Discovering matai floorboards beneath the lino was an early triumph, though Gem’s keen eye (and response to the patchwork effect left behind by the move) saw them painted white
in the lounge, dining area and office, something she had to convince Nathan the wisdom of but • now considers one of the home’s best bits.
“Our overall mantra was, ‘Let’s just work with what we have and try to make it better,’” says Gem, “apart from the bathroom, which pretty much got ripped out.” With a bath that had sunk in transit and was duct-taped to make watertight, stained blue plastic walls and an inward-swinging door that made the 3m2 space even tighter, there was work to be done, but the savvy duo spent just $800 – chiefly thanks to keeping the original layout and plumbing in place. A bath and basin bought on Trade Me, but in pristine condition, and DIY everything else completed the picture, the big design coup an old tongue-and-groove door they rescued from the wrecker’s and hung on castors so it slides, not swings.
In the laundry it’s all in the detail: moody blue walls, moss green floors to match the bathroom, and clever extras like the heavy salvaged concrete tub and Gem’s shibori-dyed ironing board cover and laundry bag.
Meanwhile, the kitchen “had great bones and I just wanted to give it a freshen up”, says Gem.

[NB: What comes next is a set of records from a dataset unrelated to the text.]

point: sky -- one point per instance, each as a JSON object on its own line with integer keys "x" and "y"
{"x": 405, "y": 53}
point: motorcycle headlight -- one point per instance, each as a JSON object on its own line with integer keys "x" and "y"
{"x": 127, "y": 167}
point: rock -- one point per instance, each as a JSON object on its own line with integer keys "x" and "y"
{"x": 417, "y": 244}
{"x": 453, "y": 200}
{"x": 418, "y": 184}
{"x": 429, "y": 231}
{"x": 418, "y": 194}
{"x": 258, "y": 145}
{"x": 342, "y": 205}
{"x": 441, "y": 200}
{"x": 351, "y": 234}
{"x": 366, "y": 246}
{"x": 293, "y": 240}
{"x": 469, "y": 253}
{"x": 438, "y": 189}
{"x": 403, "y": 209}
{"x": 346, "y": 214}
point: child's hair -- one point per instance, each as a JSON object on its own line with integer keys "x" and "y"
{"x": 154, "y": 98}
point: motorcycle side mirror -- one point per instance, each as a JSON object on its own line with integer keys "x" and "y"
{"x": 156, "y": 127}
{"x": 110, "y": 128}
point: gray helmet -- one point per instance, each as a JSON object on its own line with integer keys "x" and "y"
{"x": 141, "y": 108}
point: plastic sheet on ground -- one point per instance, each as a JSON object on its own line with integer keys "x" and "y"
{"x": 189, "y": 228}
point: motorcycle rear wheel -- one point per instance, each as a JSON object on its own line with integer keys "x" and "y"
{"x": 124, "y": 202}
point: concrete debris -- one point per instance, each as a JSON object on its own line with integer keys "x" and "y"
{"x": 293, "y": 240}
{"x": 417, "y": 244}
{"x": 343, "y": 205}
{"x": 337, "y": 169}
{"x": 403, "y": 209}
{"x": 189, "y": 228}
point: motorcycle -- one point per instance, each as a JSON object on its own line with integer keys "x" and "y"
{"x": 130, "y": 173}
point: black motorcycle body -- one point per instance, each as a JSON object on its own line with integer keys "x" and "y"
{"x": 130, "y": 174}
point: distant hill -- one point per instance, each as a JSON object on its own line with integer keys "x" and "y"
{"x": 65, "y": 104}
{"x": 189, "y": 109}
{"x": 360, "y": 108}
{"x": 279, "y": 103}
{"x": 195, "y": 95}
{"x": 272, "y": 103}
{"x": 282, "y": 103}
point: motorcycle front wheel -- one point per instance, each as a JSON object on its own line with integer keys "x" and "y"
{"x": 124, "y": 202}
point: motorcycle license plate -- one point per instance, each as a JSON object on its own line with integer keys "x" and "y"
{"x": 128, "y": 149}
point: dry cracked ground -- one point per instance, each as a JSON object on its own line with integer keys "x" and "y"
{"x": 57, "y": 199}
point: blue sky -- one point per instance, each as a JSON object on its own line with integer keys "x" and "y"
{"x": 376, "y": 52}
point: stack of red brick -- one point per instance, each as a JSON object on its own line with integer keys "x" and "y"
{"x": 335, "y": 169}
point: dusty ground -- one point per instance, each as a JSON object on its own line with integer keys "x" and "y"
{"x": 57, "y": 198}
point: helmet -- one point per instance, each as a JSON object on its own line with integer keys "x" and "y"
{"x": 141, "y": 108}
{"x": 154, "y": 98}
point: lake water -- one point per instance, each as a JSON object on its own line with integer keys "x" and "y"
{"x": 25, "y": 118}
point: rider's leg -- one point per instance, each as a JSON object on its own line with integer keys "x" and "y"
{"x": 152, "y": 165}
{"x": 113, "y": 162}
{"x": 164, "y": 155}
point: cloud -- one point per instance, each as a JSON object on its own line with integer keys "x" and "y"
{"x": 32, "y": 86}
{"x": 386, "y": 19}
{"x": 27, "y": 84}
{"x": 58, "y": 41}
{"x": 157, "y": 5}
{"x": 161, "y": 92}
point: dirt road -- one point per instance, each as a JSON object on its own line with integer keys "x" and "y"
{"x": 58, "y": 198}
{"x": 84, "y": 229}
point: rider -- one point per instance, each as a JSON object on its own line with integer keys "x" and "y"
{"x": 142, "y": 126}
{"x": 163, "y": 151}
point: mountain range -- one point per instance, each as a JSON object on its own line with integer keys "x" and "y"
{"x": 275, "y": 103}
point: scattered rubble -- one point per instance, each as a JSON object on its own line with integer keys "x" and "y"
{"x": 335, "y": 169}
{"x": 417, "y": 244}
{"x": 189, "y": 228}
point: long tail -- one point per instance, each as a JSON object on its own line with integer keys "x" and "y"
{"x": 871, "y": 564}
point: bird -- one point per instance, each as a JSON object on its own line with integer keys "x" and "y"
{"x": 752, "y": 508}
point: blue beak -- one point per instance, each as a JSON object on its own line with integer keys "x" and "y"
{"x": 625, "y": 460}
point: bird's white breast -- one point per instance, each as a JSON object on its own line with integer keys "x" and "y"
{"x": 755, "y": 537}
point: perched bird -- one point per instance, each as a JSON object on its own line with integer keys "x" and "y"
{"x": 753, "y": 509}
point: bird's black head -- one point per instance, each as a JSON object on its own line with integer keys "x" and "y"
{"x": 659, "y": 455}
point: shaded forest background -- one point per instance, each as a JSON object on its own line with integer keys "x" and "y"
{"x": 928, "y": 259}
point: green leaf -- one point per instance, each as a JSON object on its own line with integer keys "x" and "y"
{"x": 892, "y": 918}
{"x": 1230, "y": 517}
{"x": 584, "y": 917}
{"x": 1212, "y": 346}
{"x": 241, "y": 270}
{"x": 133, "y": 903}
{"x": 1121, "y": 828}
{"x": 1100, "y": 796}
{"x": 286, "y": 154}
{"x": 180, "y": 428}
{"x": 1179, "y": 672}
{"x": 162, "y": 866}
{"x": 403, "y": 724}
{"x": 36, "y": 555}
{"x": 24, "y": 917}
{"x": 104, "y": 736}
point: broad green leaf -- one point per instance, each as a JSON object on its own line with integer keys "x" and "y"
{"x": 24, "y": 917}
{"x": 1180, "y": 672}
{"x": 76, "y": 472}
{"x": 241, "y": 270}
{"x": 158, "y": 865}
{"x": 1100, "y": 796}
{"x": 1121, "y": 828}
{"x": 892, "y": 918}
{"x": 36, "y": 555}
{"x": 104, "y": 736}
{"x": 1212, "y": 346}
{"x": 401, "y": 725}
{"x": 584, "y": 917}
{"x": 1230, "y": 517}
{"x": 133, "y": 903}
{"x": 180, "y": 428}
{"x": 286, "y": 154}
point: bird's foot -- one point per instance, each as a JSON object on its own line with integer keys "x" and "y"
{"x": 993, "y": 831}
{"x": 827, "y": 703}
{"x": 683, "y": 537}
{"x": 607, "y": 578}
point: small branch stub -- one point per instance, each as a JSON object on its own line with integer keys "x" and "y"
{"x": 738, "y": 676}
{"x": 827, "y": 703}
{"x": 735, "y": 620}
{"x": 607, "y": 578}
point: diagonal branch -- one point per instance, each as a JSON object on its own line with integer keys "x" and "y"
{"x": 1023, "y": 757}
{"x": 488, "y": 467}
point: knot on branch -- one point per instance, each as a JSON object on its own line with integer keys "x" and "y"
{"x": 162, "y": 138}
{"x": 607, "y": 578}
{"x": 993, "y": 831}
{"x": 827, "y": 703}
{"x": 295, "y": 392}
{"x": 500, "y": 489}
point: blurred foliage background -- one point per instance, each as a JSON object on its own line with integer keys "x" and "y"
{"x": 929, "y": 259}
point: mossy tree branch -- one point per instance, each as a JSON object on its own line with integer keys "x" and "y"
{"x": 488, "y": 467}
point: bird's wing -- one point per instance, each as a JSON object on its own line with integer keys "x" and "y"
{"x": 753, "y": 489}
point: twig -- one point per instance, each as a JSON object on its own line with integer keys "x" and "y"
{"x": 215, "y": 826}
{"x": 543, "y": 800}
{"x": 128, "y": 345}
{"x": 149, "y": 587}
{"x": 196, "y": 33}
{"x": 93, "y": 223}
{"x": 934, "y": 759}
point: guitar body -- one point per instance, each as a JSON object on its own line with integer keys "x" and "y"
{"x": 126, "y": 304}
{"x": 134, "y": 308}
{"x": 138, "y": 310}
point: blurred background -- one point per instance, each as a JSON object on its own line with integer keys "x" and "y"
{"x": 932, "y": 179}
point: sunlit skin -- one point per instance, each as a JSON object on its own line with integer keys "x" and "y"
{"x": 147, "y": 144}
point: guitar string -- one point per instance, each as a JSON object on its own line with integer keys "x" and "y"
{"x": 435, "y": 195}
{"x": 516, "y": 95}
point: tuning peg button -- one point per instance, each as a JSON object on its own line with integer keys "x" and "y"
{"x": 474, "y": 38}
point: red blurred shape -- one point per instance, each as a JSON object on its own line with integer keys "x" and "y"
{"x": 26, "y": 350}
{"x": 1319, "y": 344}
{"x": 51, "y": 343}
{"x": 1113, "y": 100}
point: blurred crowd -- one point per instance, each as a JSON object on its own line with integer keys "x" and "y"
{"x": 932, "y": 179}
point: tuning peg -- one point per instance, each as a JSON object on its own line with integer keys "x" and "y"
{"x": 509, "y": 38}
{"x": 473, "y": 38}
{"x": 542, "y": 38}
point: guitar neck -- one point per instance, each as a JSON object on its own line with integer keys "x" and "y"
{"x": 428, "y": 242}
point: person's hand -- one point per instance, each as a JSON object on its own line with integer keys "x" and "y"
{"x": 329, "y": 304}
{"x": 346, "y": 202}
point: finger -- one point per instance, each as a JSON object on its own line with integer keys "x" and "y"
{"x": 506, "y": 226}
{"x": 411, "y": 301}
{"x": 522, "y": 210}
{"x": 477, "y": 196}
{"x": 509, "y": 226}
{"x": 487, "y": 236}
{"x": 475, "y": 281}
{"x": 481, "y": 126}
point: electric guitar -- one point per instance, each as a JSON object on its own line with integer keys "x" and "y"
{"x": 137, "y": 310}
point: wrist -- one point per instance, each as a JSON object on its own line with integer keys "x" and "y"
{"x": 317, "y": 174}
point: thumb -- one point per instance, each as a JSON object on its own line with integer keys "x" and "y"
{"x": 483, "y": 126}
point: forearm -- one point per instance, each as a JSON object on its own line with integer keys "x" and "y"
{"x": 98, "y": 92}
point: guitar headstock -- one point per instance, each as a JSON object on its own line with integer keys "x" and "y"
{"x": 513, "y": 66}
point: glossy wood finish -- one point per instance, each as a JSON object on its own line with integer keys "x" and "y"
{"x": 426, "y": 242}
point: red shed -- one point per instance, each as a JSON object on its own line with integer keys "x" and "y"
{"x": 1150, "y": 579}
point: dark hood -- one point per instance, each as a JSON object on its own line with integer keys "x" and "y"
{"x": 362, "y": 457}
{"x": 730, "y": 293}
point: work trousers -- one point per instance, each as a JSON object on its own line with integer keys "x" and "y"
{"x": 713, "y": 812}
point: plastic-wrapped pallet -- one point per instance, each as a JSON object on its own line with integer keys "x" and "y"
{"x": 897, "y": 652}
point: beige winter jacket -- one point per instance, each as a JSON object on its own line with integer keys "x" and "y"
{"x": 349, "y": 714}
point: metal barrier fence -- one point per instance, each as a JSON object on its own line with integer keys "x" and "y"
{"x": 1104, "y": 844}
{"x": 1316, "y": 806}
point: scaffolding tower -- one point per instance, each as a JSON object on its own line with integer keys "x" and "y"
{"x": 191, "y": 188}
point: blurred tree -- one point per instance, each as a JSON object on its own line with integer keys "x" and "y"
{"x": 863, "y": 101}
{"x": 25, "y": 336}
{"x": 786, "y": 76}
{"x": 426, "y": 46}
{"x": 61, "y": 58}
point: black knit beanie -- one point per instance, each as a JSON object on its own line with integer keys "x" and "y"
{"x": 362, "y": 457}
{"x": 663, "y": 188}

Cue paint, plywood cabinets and benchtop, a tiled splashback, new lighting, a junkyard sink and a Trade Me goose-neck tap, plus the leather handles also seen in the laundry, which look luxe but required little more than a call to Lapco to order the leather for a steal. The original appliances came up beautifully with a bit of elbow grease and blackboard paint on the fridge and dishwasher. All for under $1000.
Thrift stores, garage sales and whatnot were key to keeping costs down – and adding character. “Trade Me and wreckers’ yards and making things yourself – it’s really rewarding in the end,” says Gem. “Go for cheaper tiles. Don’t change a whole lot of lighting. We painted, sanded the floors and learned how to plaster, and small tiling jobs aren’t super hard if you can figure out how to do a straight line and YouTube how to do it, plus people at Mitre 10 are always happy to give you advice.”
Today that horrendous house “has just come so far. This is me on a limited budget, but I’m proud of it for what we were working with. We’ve put our heart, soul, blood, sweat and tears into it. It tells the story of what our lives have been over the past few years – and that’s kinda cool.”